If the council took no action, then the legislature would need to approve the amended commercial code before it takes effect in March.
Sen. Lynda Wilson (R-17th LD), a non-voting member of the SBCC, surmised the amended code would have to be introduced as a bill or resolution, and then go through committees and be voted on like any other measure. Wilson promised the council that she would ensure the legislature addresses the matter.
Rep. Alex Ramel (D-40th LD), another non-voting member of the SBCC, argued that no one could guarantee what the legislature would do. He went on to say that while there has been a great deal of scheduling and planning for the short session, the commercial energy code, “has not been on the radar.”

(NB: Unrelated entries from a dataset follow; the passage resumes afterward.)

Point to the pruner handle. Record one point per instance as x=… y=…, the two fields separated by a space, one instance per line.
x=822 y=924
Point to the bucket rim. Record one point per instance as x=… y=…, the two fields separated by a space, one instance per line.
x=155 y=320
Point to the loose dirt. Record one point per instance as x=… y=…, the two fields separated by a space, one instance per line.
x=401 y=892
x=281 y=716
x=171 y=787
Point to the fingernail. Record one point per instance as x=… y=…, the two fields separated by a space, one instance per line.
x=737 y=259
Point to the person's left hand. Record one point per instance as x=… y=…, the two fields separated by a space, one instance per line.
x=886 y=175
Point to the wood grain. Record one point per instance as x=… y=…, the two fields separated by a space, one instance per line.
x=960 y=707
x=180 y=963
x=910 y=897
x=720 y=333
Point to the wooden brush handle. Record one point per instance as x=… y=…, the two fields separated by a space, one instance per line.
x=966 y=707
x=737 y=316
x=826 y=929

The amendments to the 2021 energy codes were proposed and adopted to reduce the risk of litigation in the aftermath of the Ninth Circuit ruling on a ban on natural gas hookups in California. The recently adopted amendment theoretically allows commercial buildings to use natural gas appliances for space and water heating. Empasis on theoretically because industry experts testified during public hearings that it would be nearly impossible to achieve compliance with fossil fuel appliances or would substantially increase the cost of the building.

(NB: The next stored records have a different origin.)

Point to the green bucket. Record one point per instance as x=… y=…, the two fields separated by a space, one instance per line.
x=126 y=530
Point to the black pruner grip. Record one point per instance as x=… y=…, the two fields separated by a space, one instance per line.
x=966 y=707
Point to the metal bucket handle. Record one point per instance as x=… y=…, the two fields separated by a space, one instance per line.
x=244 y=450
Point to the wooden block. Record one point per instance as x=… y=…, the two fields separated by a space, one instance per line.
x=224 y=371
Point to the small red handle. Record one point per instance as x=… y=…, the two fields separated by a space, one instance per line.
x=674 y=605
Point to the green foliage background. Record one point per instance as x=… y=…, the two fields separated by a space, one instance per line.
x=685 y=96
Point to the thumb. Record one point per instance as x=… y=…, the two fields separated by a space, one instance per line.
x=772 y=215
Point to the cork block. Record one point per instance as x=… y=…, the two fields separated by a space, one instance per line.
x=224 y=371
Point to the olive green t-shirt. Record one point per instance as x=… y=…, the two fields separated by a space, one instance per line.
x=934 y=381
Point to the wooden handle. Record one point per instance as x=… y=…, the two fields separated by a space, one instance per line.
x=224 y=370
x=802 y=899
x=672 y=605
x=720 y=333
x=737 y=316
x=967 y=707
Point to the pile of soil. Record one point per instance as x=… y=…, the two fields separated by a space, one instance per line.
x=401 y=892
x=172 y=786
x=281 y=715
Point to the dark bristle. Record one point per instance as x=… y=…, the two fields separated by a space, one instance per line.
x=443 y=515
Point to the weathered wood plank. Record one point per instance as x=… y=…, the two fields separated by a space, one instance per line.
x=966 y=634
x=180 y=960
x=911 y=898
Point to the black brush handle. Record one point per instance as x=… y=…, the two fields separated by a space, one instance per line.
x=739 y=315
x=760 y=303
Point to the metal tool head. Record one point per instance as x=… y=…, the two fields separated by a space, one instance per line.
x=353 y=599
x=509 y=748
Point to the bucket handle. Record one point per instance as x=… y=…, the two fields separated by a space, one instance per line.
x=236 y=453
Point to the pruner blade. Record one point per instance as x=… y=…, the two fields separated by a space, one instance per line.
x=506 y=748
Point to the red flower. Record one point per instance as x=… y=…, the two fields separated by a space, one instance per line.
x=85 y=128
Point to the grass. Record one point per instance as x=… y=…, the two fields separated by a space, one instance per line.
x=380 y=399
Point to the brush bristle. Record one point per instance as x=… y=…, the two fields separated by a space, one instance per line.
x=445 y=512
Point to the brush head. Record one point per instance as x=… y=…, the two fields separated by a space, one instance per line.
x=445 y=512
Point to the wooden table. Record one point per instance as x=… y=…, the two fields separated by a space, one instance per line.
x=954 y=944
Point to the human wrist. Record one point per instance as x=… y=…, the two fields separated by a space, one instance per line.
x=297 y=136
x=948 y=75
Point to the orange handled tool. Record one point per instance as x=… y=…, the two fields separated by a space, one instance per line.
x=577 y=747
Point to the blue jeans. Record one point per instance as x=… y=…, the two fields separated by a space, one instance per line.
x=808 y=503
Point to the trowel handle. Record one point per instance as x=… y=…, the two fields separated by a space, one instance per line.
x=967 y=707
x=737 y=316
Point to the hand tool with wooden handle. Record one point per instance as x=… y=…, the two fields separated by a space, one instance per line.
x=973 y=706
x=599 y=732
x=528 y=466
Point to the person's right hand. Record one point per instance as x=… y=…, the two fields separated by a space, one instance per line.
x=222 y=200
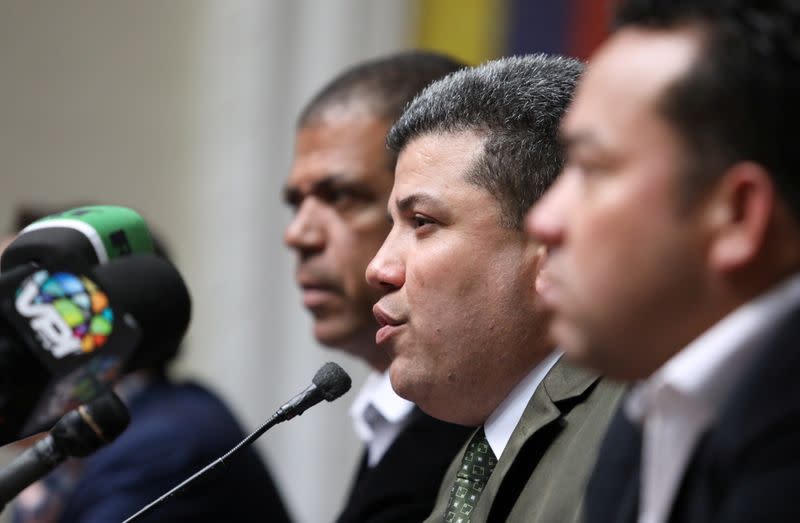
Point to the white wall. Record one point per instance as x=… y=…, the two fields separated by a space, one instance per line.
x=184 y=110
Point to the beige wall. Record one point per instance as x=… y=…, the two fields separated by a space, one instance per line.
x=183 y=110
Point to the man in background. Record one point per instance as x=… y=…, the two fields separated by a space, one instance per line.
x=674 y=237
x=176 y=429
x=338 y=187
x=459 y=314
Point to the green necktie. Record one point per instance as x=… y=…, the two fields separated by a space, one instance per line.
x=476 y=467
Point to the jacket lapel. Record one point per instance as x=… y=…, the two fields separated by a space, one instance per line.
x=563 y=383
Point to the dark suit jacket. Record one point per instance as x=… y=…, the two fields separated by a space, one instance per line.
x=402 y=486
x=541 y=475
x=746 y=468
x=175 y=430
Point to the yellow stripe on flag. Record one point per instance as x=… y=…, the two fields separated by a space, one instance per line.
x=472 y=30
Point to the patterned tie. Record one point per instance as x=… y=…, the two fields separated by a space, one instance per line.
x=476 y=467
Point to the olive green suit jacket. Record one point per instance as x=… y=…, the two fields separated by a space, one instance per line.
x=542 y=473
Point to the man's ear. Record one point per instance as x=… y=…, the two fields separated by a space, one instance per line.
x=739 y=211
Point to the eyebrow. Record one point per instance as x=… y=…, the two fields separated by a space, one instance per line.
x=404 y=204
x=293 y=194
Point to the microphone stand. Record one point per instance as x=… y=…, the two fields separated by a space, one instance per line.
x=276 y=418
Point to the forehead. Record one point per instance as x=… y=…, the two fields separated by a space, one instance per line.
x=629 y=75
x=346 y=144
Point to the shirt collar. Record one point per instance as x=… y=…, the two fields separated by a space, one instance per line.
x=502 y=422
x=377 y=394
x=707 y=368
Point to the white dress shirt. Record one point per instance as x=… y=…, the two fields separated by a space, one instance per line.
x=679 y=401
x=502 y=422
x=379 y=415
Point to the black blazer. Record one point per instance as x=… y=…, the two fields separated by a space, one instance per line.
x=402 y=487
x=746 y=467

If the council had taken no action at the December 12 meeting and the legislature failed to approve the amendments, then the original 2021 commercial energy code would go into effect in 2024. The original 2021 code only allowed heat pumps and posed a greater chance of violating federal law. Some members felt this would increase the risk of litigation.
The council consulted with their representative from the Attorney General’s office on the best pathway forward on re-voting. They were advised that the cleanest option was to rescind their November vote on the commercial code and then readopt it. However, it soon became clear that not enough council members supported rescinding and readoption. Chair Tony Doan ruled readoption would require additional public hearings, something they didn’t have time for with the December 15 deadline only days away. The second option was to “amend something previously adopted”, as allowed in Roberts Rules §35 (SBCC Bylaws state that the 11th edition Robert’s Rules of Order governs their parliamentary procedure). If not worded correctly, the SBCC could still run afoul of RCW 19.27A.025.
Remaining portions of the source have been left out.